Ticks can also transmit a parasite called Cytauxzoonosis to cats. Cytauxzoonosis is a microscopic parasite that ticks pass onto the cat through a tick bite. It attacks quickly and can lead to death in a manner of days. Some signs to look out for include high fever, lethargy, and loss of appetite.
Tularemia is also a disease that cats can contract from ticks. This causes loss of appetite, ulcers, fever, and a painful abdomen in cats. Humans can catch Tularemia from cats and will require a course of antibiotics to treat.
Can Tick Bites Kill Cats?
Yes, they can. While the bite itself won’t become infected or cause sepsis in a cat, the many diseases that ticks carry can. Ticks spread disease from animals to humans and cats. If your cat is a roamer, then chances are she has encountered a tick in her lifetime.
There’s a myth that cats aren’t affected by ticks because they are such excellent groomers. While it’s true that cats are excellent groomers because of their barbed tongues, ticks and cats still mix.
Ticks prefer the spots around the ears, under the chin, and in the soft bellies of cats. Make sure to check your cat regularly for ticks to protect you both from the diseases they carry.
How Can You Protect Your Cat From Tick Bites?
There are a number of flea products that will also protect your cat against tick bites.
None of them are 100 percent effective, however the best cure is always prevention. If you can, try to use a multi-purpose flea treatment that will also protect against tick bites.
Even if they are indoors – can ticks kill cats? While most tick species live outdoors, they can also survive indoors.
Ticks will typically lay their eggs near baseboards, window surrounds, and rugs. To protect your animals and yourself against the onslaught of a tick infestation, checking your pets for ticks when they come inside is a good method of prevention.
How Do I Remove a Tick From My Cat?
If a tick is spotted on your cat, don’t try and pull it out with your hands.
Squishing the ticks body or removing improperly can leave the head behind and spread harmful bacteria from the head that is still inside your cats body. You should always remove the tick with a pair of tweezers.
Start by pulling from the base of the tick’s head and pull gently away from the skin.
If the tick appears to break in two, you have not successfully removed the head of the tick. Once removed completely, according to the CDC you should place the tick in rubbing alcohol to kill it. Placing the tick in water doesn’t work as the tick can create an air pocket that allows it to survive in water.
The ASCIA (Australasian Society of Clinical Immunology and Allergy) also recommends trying a freezing product to kill the tick before removal. By attacking the tick with tweezers you run the risk of allowing more bacteria from the ticks head to enter the bloodstream.

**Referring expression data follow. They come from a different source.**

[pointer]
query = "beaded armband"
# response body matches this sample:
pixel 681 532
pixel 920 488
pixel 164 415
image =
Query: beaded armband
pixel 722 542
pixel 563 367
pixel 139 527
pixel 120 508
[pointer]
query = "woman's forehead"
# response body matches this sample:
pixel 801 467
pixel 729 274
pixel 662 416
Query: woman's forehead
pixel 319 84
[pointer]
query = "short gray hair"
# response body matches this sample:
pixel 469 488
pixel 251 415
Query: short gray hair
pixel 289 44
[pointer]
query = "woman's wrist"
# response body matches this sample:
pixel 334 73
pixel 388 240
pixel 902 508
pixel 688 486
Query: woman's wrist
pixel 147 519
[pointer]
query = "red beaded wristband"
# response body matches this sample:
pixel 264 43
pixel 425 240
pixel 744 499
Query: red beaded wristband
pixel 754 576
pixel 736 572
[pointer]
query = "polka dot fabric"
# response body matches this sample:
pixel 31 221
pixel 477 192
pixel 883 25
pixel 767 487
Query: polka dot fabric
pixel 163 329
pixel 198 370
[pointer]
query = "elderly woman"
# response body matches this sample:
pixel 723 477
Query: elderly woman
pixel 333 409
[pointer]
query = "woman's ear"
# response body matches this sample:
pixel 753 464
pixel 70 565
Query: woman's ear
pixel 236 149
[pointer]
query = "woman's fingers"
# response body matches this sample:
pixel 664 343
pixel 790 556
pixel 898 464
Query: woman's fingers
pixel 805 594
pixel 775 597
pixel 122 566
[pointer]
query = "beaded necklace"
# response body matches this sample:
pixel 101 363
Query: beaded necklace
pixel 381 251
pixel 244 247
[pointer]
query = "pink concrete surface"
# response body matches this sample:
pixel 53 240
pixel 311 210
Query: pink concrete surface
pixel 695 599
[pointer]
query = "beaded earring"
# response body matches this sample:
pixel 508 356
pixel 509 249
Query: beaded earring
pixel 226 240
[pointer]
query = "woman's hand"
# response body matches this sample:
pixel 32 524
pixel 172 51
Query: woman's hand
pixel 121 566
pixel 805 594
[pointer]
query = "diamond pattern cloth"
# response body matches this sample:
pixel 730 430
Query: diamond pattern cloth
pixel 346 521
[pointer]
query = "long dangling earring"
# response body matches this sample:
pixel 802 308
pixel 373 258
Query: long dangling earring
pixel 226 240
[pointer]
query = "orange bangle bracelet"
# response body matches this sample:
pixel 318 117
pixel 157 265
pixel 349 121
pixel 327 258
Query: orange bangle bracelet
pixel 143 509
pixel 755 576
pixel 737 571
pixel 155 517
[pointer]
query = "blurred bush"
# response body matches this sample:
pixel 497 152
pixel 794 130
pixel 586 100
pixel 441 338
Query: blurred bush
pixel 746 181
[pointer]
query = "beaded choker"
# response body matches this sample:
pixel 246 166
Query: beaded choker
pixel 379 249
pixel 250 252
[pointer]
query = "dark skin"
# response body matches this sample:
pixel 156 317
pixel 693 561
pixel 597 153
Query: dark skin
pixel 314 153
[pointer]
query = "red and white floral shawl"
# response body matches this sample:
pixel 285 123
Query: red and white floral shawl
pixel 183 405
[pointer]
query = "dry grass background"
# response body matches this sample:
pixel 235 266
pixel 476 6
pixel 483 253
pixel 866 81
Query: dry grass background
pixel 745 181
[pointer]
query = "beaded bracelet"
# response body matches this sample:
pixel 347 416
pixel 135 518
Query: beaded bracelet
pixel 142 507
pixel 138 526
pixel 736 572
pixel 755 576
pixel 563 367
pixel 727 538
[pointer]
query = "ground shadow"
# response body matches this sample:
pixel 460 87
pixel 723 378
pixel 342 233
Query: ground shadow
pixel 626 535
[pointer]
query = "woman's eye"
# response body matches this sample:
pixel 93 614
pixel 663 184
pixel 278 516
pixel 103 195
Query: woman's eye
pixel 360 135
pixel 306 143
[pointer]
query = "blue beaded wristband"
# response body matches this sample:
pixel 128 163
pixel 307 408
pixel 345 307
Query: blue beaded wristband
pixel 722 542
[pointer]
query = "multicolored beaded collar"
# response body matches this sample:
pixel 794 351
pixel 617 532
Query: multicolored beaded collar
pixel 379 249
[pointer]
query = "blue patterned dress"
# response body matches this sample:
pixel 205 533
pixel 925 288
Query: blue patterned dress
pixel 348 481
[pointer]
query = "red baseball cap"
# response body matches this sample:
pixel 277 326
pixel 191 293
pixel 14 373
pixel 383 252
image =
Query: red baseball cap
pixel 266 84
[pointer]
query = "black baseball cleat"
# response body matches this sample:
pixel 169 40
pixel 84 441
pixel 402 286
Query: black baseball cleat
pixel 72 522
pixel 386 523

If you have an unsteady hand, a freezing product such as wart-off can aid in killing the tick before removal.
What To Do After I Remove A Tick?
Once removed, wash the area with antiseptic and keep an eye out for any tick-related disease symptoms.
Removing the tick is no guarantee that they have not already been subjected to one of the many diseases that ticks carry. As always, even if you have a comfortable answer for can ticks kill cats but are unsure about the health of your pet, please check with a veterinarian to ensure your feline friend lives a long healthy life.